Modular Design and Motion Optimization for a Bionic Quadruped Robot

The rapid advancement of robotics technology has brought bionic quadruped robots to the forefront of research due to their exceptional environmental adaptability and locomotive flexibility. These bionic robots show immense potential in fields such as extreme environment exploration, search and rescue operations, and automated inspection. However, significant challenges remain in their practical application, particularly concerning adaptability to complex terrains, motion stability, and energy utilization efficiency. Shortcomings in key technological areas like modular design, gait optimization, and stability control severely limit their performance in real-world scenarios. To address these critical issues, this study proposes and implements a comprehensive motion optimization framework based on a modular design philosophy for a novel bionic quadruped robot. The core of our approach integrates a specialized mechanical actuator module, a multi-layered control architecture, and advanced optimization algorithms for gait generation and stability assurance.
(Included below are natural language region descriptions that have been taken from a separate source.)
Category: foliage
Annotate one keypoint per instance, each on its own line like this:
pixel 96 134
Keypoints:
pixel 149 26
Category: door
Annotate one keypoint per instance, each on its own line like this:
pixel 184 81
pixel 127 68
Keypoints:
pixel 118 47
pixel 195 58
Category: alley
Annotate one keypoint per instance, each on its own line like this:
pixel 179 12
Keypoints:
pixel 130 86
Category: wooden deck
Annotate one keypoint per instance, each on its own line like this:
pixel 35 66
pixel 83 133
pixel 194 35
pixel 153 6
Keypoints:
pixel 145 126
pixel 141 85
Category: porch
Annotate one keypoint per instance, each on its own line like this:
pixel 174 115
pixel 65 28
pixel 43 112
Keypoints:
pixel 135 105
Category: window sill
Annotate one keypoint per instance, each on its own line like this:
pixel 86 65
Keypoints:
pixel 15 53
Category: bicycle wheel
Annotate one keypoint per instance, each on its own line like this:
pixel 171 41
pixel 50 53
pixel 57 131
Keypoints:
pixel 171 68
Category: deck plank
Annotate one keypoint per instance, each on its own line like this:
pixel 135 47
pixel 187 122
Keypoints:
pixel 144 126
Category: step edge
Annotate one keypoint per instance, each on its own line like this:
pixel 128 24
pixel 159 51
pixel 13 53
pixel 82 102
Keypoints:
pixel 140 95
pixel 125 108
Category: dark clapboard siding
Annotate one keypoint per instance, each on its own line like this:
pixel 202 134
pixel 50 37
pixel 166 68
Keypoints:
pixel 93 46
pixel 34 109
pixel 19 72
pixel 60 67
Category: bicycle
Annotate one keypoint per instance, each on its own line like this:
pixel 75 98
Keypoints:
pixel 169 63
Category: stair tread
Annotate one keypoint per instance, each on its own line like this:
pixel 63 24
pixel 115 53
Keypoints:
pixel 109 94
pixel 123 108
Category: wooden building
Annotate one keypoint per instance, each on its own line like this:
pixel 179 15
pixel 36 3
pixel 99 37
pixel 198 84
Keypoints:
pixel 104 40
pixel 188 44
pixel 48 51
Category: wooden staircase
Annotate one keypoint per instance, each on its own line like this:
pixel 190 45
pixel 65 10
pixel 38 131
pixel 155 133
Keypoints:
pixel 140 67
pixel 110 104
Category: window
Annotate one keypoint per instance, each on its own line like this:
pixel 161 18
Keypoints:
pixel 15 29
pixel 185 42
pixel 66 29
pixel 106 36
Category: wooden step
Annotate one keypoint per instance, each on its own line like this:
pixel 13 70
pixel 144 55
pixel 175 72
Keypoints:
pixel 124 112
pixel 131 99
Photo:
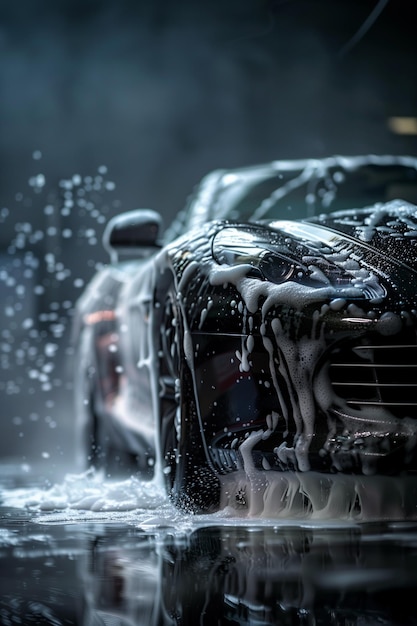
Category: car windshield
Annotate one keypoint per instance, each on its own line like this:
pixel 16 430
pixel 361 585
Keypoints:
pixel 299 189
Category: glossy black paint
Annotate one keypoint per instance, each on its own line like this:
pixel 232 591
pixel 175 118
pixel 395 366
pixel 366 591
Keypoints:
pixel 248 321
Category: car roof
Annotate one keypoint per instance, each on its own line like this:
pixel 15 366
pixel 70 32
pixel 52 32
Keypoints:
pixel 297 189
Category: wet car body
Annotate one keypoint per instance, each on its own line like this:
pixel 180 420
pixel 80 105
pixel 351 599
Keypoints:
pixel 253 356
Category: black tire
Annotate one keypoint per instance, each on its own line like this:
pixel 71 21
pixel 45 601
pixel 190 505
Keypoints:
pixel 191 484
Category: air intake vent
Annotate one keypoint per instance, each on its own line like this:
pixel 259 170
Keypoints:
pixel 376 373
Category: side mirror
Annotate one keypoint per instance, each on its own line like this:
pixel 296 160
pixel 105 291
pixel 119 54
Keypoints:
pixel 133 234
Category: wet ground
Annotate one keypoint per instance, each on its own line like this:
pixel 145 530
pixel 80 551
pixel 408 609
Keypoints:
pixel 84 551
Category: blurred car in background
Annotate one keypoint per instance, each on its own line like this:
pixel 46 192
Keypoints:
pixel 261 354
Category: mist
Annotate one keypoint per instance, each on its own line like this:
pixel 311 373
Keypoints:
pixel 108 106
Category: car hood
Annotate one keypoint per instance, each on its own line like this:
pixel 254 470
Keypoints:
pixel 343 249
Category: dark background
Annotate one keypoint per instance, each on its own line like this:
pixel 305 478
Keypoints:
pixel 108 105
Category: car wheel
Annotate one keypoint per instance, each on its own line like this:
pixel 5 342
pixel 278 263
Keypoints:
pixel 191 484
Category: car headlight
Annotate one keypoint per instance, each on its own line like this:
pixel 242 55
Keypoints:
pixel 274 259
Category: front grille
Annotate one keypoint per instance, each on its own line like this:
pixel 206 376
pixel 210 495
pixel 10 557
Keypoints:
pixel 376 373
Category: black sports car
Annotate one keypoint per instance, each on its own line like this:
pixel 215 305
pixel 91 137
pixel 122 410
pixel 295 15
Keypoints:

Our design philosophy for this bionic robot revolves around a fully modular architecture, encompassing its mechanical structure, hardware control system, and software algorithms. This modularity not only enhances maintainability and ease of repair but also provides a scalable platform for future functional expansions and specific application customizations. The mechanical design is centered on two primary modules: the GZ-I actuator module and the Node module. The GZ-I module serves as the core joint actuator for the bionic robot’s legs. It is an integrated unit comprising a high-torque digital servo motor, a precision planetary gear reducer, a lightweight mechanical arm linkage, and a standardized mounting base. The housing is constructed from high-strength aluminum alloy using CNC machining, achieving an optimal balance between low weight and structural integrity. The standardized interface on its L-shaped mounting base allows for rapid connection to the Node modules, facilitating quick assembly and disassembly of the entire bionic robot structure.
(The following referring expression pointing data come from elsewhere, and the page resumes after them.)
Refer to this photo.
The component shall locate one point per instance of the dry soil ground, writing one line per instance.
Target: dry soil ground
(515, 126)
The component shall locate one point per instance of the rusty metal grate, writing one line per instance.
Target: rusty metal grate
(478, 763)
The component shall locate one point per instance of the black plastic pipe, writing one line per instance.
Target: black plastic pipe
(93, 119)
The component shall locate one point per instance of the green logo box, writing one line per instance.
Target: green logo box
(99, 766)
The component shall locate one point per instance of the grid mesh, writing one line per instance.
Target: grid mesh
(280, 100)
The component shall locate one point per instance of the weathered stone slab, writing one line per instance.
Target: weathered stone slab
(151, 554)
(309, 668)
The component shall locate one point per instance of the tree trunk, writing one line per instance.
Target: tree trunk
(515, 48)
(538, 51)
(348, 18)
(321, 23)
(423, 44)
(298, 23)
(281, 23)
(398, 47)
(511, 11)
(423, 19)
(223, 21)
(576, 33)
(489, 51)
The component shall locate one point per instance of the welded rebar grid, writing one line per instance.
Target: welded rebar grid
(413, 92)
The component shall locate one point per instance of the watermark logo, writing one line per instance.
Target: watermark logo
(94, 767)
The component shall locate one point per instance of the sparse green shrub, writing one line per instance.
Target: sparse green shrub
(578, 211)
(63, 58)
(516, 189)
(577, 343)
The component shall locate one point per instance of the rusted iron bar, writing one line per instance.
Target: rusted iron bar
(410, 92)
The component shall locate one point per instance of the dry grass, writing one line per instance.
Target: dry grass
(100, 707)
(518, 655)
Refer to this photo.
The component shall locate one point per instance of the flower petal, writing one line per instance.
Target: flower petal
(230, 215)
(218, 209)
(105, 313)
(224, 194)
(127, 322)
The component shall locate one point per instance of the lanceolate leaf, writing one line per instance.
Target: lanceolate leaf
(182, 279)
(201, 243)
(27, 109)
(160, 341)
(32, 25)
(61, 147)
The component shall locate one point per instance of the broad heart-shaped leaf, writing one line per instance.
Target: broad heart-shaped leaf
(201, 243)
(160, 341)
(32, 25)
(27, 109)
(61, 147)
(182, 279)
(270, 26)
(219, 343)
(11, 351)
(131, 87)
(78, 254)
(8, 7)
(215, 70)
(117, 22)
The Node module acts as the fundamental structural and connection hub for the bionic robot’s body and legs. It features a compact, rectangular shell designed to house electronic components and provide robust attachment points for the GZ-I modules. The internal structure is reinforced with ribs to maximize stiffness while minimizing mass. The key parameters for both core mechanical modules are summarized in the table below.
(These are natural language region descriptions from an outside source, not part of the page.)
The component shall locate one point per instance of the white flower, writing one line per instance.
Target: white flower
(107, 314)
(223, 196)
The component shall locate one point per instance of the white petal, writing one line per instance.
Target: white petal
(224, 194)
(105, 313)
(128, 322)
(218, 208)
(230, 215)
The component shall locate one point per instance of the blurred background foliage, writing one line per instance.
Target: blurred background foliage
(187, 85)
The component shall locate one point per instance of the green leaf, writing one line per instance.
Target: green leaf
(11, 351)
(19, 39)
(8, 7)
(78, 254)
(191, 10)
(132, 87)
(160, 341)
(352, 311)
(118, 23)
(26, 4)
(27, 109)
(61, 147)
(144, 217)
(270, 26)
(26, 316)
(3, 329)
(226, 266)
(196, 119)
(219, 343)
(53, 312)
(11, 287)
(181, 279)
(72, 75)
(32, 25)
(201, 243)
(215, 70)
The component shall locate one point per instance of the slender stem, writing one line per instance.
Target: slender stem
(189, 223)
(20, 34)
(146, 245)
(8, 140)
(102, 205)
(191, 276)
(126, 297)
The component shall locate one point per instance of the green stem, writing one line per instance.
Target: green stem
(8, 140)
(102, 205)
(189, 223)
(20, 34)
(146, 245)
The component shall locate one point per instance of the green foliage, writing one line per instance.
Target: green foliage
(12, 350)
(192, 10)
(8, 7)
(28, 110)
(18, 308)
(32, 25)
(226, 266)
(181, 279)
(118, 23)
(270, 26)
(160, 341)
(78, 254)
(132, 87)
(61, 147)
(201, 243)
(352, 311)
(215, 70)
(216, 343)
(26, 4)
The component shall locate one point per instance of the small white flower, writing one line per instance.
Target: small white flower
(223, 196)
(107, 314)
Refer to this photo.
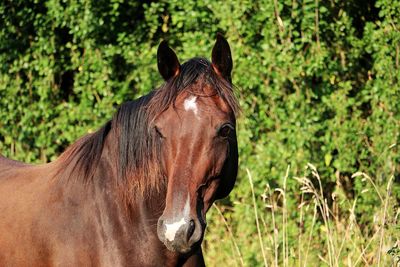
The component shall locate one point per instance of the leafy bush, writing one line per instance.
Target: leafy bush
(318, 82)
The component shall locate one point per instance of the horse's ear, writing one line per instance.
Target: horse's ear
(167, 61)
(229, 171)
(222, 58)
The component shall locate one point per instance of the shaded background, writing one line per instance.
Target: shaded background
(318, 82)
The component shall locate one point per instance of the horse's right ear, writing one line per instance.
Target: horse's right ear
(167, 61)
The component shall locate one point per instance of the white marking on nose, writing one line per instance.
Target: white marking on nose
(172, 228)
(190, 104)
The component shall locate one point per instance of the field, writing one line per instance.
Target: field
(319, 132)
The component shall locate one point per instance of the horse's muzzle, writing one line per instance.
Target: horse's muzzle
(180, 235)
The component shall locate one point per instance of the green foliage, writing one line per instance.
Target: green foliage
(318, 83)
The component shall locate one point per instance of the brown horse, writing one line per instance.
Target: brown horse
(136, 192)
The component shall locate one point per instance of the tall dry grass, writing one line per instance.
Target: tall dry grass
(320, 234)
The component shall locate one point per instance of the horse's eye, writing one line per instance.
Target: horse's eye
(225, 130)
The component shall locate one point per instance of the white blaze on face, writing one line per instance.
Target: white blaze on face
(190, 104)
(172, 228)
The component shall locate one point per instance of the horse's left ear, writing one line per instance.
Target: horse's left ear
(229, 171)
(167, 61)
(222, 58)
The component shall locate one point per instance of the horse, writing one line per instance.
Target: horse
(136, 191)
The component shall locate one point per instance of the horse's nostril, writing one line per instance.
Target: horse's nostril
(190, 229)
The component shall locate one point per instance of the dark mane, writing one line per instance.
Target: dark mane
(138, 146)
Module Component Key Parameter Value / Specification
GZ-I Actuator Servo Motor Model / Max Torque MG996R / 1.5 N·m
Gear Reducer Reduction Ratio 1:3.5
Housing Material Type Aluminum Alloy
Interface Type Standardized L-base
Node Module Shell Dimensions Length × Width × Height 80 mm × 80 mm × 60 mm
Construction Material / Process Aluminum Alloy / CNC
Structural Performance Max Deformation under 20N load < 0.05 mm

The control system for our bionic robot is architected with a clear hardware and software hierarchy, adhering strictly to modular design principles. The hardware layer is segmented into four distinct modules: the Core Control Module, the Drive & Execution Module, the Sensor Module, and the Power Management Module. This segmentation isolates functions, simplifies debugging, and enhances reliability. The Core Control Module is built around a high-performance STM32F407VGT6 microcontroller, chosen for its computational power necessary for real-time motion algorithms. The Drive Module interfaces with the 12 GZ-I actuators via precision PWM drivers, each equipped with protective circuits. The Sensor Module aggregates data from a 9-axis IMU (MPU9250), force-sensitive resistors on the feet, and motor encoders. All modules communicate over a CAN bus network at 1 Mbps, ensuring robust and timely data exchange across the bionic robot’s distributed systems. The primary hardware configuration is detailed below.

Hardware Layer Core Component Key Specification Function
Core Control Microcontroller (STM32F407) 168 MHz, 1 MB Flash Central processing, algorithm execution
Drive & Execution Digital Servo Drivers (x12) PWM control, < 20 ms response Precise actuation of GZ-I modules
Sensor Fusion IMU, Force Sensors, Encoders 200 Hz sampling rate State estimation & environmental feedback
Communication CAN Bus Network 1 Mbps data rate Inter-module data transfer
System Performance Overall Control Cycle ≤ 2 ms Guarantees real-time control capability

The software architecture is developed on the RT-Thread real-time operating system and is modularized into three primary layers: the Base Support Layer, the Functional Algorithm Layer, and the Human-Machine Interface (HMI) Layer. The Base Support Layer handles core OS services like task scheduling and memory management. The Functional Algorithm Layer is the heart of the bionic robot’s intelligence, containing modules for forward/inverse kinematics, dynamics calculation, and most critically, gait planning and trajectory generation. The HMI Layer provides tools for monitoring, debugging, and parameter tuning. A schematic of this modular software architecture is represented in the following logical flow.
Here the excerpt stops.